That's when I met Kenny on the forum, he wanted to get any advice or insights as to the situation. I started talking with him on messenger. I felt the creepiest vibe... and somehow offended Kenny and he stopped talking to me right there. Well that night... I was laying in bed... my cat was chillin with me too. Suddenly I see an outline of a body, like an energy... I knew it was George the Ghost. My cat sat up and growled. Nothing happened and George the Ghost left. The next night my cat was not with me. I again saw the outline of this ghostly body and felt a creepy ass vibe. At this point it felt like George the Ghost looked into my brain and shuffled through my memories, starting with most recent to when I was kid and baby. Well the first memories were... DP'd, since the search in my head was most recent. I could literally see the point of when George the Ghost reached the memories in my head that were non-dp, it was like there was a wall or barrier or threshold that was crossed. Anyway, then the shuffle went into a potential past life, which is where George the Ghost stopped immediately, I could sense he felt he was trespassing the wrong mind  The End. Haven't had any more visits from George the Ghost since... ...that I know of h34r:


----------



## ThoughtOnFire (Feb 10, 2015)

For those fighting/arguing/debating in this thread, please read the forum guidelines here:

http://www.dpselfhelp.com/forum/index.php?/topic/48499-depersonalization-community-forum-guidelines/

Constructive conversational debate is okay. Remember we are all real people behind the screen. Please act like you would face to face.


----------



## Guest (Jul 31, 2016)

I can see where both are coming from and their respective points of view, but sometimes it's not really about the subject matter, but the way people speak to each other that is the problem. People can make their point, and maybe should leave it at that.

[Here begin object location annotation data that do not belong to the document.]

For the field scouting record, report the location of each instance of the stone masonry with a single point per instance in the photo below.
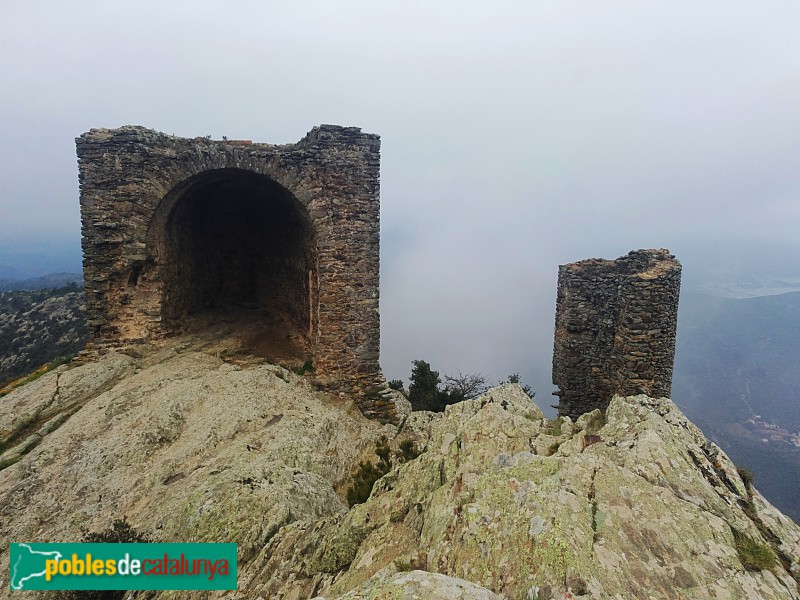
(615, 329)
(175, 227)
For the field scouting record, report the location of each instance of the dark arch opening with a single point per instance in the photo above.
(236, 246)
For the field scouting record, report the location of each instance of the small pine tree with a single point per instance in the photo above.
(423, 391)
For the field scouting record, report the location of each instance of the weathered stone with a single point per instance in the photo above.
(615, 329)
(179, 233)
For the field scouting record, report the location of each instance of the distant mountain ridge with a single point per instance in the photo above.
(43, 282)
(737, 376)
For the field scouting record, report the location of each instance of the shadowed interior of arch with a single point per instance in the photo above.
(238, 249)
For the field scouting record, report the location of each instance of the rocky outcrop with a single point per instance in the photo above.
(636, 505)
(502, 503)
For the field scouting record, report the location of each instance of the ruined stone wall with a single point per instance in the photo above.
(147, 210)
(615, 329)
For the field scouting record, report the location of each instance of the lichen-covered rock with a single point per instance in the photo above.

I think that sometimes the only "winner" of an unresolvable argument is the first person who realizes it's a waste of time and energy and walks away!

I hope someone does before this thread is locked!


----------



## ThoughtOnFire (Feb 10, 2015)

I'm temporarily locking this thread for now and will sort through it soon.


----------



## ThoughtOnFire (Feb 10, 2015)

I've decided to remove the argumentative junk and keep this thread up for those with an open mind towards the Paranormal.

Though it will remain as it is for now while we sort out the kinks presented within.

For now, here's another Ghost story of mine:

When I was a young lad, maybe 6 or 7, there was a field behind the houses across the street from where I lived. We called it "The Back Woods". There was a very old house that was condemned, ...collapsed. And there was a creek that in the spring and summer was rushing with water. It happened to be Autumn, the leaves were just beginning to fall. The creek was dry, so myself, older brother, older sister and two neighbor kids were walking in the creek bed.

Out of nowhere a young girl walks up to us, and she's maybe 8 or 9 years old. She's asking us where we live and we point in the direction of our neighborhood homes. So we ask her where does she live? And she points to the collapsed house. We laugh it off, but notice that she's wearing very old style clothing. Then we hear something, I don't remember what, in another direction. We all look away from her but quickly look back and she just... gone, vanished, no way she could have walked away that fast.

That the end of that, but interestingly enough one of my best friend's mom had to move recently from the house she lived in for 25+ years. Why? She said she was haunted by a young girl ghost that she would sense and sometimes see in her home. This home being not far from where the backwoods used to be, which had been developed when I was maybe 12 or 13. Very mysterious and interesting to look back on.


----------



## ThoughtOnFire (Feb 10, 2015)

Notice: Thread Unlocked

Though if there are any argumentative posts not related to open discussion of Ghosts or the Paranormal then I will delete them.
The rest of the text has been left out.